2024年、ついに100回大会を迎える箱根駅伝(正式名称:東京箱根間往復大学駅伝競走)。
観客の熱狂と選手たちの足音が響き渡る、箱根駅伝の物語。100回目の節目を迎えるこの伝説の舞台では、さらなる興奮が待っていることでしょう。
そして、この物語には監督たちの存在も欠かせません。指導者としてチームの結束を築き上げるため、ときには厳しい課題を与え、困難な道を進むこともある監督。それと同時に選手たちを信じ、苦しいことも辛いことも共に乗り越えるよき理解者でもあります。
監督たちが箱根駅伝の舞台で紡ぐドラマも、私たちに感動を与えてくれるものです。そんな彼らは、指導者としてどのような『信念』を持ち、選手たちの成長を支えているのでしょうか?Sports for Socialでは、箱根駅伝に関わる指導者の“教育論”を深掘りしていきます。
第4回では早稲田大学競走部の花田勝彦駅伝監督(以下、花田)。創部1914年(大正3年)早稲田大学競走部は箱根駅伝に第1回大会(1920年)から出場しており、これまで99回の箱根駅伝のうち92回の出場回数を誇る言わずと知れた強豪校です。

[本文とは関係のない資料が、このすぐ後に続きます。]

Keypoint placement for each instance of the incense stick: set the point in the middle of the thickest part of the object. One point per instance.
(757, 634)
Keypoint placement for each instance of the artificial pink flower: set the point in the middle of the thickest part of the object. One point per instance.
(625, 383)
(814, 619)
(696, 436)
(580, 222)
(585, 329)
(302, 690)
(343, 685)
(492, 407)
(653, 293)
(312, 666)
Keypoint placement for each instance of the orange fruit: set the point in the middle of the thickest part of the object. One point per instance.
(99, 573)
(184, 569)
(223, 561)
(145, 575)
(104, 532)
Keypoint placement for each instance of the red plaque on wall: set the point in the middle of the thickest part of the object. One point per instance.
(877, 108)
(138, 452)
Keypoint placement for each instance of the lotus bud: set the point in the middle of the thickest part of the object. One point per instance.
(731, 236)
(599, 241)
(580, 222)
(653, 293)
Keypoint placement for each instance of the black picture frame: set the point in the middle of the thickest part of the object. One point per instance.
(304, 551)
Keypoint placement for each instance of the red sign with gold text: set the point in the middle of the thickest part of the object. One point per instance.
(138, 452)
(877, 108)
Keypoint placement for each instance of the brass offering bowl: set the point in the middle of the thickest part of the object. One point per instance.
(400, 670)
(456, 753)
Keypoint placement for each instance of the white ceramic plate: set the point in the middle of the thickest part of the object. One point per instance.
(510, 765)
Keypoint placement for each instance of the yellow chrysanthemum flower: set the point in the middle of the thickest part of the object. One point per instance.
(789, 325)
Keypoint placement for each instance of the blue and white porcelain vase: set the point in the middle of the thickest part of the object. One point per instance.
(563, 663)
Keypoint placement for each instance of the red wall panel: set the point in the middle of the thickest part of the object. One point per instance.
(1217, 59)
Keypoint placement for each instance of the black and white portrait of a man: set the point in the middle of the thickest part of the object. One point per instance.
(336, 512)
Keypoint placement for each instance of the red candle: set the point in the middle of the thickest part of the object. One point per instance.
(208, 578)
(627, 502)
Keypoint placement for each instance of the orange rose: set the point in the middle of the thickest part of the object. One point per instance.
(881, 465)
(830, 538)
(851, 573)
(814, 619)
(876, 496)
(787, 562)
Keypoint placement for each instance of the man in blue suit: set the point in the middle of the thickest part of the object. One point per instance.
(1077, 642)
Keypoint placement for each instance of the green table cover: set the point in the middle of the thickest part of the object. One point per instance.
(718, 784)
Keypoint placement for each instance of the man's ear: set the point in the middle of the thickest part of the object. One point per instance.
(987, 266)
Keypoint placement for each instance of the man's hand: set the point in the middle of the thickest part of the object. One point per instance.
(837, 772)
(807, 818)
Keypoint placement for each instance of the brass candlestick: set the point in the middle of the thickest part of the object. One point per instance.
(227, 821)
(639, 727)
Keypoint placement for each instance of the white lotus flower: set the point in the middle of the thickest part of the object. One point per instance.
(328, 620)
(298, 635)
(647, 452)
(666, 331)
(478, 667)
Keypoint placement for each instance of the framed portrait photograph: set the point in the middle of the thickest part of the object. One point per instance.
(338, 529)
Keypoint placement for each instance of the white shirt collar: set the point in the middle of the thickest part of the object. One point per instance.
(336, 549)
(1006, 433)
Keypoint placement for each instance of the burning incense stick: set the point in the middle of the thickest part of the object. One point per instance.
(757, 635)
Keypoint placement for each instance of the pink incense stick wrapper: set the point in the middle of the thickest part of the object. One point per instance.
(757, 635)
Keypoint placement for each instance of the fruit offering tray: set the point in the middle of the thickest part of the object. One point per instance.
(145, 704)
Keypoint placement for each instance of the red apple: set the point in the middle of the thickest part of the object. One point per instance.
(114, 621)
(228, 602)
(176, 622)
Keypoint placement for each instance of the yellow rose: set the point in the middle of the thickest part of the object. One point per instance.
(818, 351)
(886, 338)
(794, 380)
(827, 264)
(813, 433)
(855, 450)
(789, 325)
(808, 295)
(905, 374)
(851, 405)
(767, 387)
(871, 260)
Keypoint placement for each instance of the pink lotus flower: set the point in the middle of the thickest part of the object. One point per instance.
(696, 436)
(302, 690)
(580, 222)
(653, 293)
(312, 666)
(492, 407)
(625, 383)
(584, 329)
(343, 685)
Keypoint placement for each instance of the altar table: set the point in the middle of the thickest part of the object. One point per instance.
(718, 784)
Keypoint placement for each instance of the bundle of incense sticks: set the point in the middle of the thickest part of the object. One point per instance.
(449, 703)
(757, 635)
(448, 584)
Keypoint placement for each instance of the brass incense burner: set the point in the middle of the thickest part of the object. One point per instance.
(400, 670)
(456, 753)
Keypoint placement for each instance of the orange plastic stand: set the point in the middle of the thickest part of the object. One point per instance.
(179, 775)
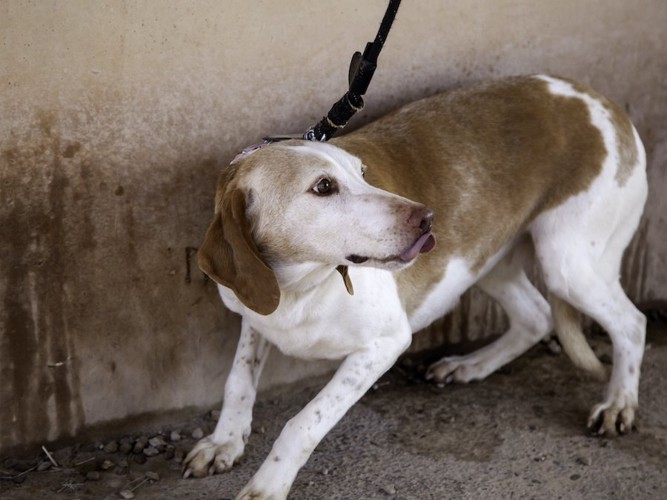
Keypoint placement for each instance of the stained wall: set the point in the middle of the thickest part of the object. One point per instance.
(116, 116)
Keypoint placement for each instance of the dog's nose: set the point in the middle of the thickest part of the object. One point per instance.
(422, 218)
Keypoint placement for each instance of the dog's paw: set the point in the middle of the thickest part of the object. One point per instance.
(612, 418)
(209, 457)
(252, 492)
(455, 369)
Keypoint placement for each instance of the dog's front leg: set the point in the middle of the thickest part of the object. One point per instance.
(218, 451)
(358, 372)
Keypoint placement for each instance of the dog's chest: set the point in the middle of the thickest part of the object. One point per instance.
(327, 322)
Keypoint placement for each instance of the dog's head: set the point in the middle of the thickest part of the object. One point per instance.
(300, 202)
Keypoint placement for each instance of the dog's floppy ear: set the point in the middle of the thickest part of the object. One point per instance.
(230, 257)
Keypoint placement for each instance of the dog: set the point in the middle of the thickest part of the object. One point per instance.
(316, 246)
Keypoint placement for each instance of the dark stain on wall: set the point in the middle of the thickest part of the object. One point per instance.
(40, 388)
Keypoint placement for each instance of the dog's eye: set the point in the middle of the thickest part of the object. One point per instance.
(324, 187)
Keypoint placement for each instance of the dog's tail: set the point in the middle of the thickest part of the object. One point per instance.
(567, 323)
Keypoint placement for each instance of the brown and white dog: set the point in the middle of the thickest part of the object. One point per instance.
(523, 168)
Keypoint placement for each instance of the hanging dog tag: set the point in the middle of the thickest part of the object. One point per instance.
(346, 279)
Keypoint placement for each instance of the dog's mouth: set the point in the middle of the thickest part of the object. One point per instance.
(424, 244)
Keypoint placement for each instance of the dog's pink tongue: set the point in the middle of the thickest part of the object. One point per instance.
(424, 244)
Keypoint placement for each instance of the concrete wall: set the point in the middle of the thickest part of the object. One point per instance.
(116, 116)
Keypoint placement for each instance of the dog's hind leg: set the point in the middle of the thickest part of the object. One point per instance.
(217, 452)
(580, 254)
(529, 317)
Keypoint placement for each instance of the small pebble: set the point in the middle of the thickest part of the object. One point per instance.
(157, 442)
(153, 476)
(107, 464)
(93, 475)
(179, 456)
(44, 466)
(126, 448)
(140, 444)
(151, 451)
(111, 447)
(198, 433)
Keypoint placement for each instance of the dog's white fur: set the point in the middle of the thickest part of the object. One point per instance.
(577, 233)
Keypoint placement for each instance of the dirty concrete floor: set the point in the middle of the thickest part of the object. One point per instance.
(518, 434)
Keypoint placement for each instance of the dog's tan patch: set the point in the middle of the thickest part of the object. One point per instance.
(512, 137)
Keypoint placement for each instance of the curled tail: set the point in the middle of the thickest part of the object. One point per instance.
(567, 323)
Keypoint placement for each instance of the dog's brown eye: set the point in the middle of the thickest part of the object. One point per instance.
(324, 187)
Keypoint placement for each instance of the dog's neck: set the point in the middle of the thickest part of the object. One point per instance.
(305, 276)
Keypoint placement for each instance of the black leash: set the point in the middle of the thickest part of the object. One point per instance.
(361, 72)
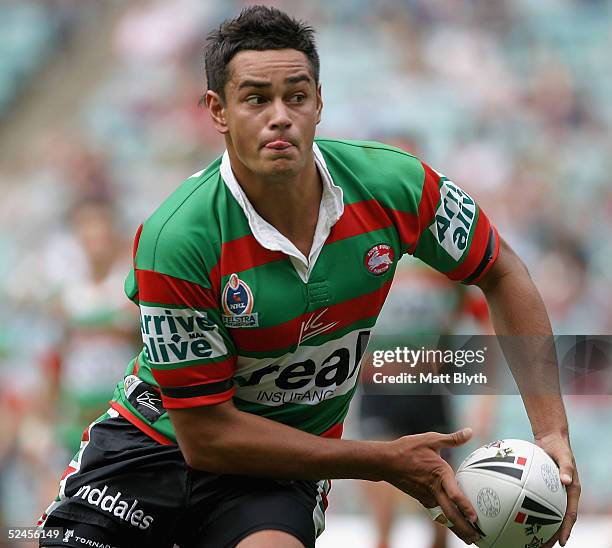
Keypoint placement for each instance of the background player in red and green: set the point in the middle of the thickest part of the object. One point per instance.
(258, 281)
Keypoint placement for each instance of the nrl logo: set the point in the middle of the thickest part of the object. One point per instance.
(379, 259)
(237, 300)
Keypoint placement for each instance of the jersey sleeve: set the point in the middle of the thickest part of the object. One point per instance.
(453, 235)
(186, 345)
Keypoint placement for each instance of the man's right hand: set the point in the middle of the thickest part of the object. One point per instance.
(417, 469)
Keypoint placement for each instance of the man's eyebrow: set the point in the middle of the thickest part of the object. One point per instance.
(254, 84)
(267, 84)
(297, 79)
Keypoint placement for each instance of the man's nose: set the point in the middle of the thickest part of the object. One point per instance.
(280, 117)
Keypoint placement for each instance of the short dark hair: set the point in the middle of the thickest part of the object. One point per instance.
(256, 28)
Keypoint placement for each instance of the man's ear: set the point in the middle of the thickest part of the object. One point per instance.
(216, 109)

在学時代に活躍した卒業生であり、オリンピック、世界陸上の代表経験もある花田さん。自身の経験を活かし、伝統ある早稲田の箱根駅伝、更にその先をも見据えた指導とは?
「箱根駅伝は通過点」つねにその先を見ていた学生時代
ーーいつから箱根駅伝を意識して競技に取り組まれてましたか?
花田)今でこそ箱根駅伝を知らない人はいませんが、私自身、高校時代は箱根駅伝にあまり興味がありませんでした。
高校3年の時に、瀬古利彦さん(当時の早稲田大学競走部コーチ)から「世界を目指そう」と声をかけていただいて早稲田大学への進学を決めたときに「関東に来ると箱根駅伝という大会がある」という話をされて初めて認識したくらいです(笑)。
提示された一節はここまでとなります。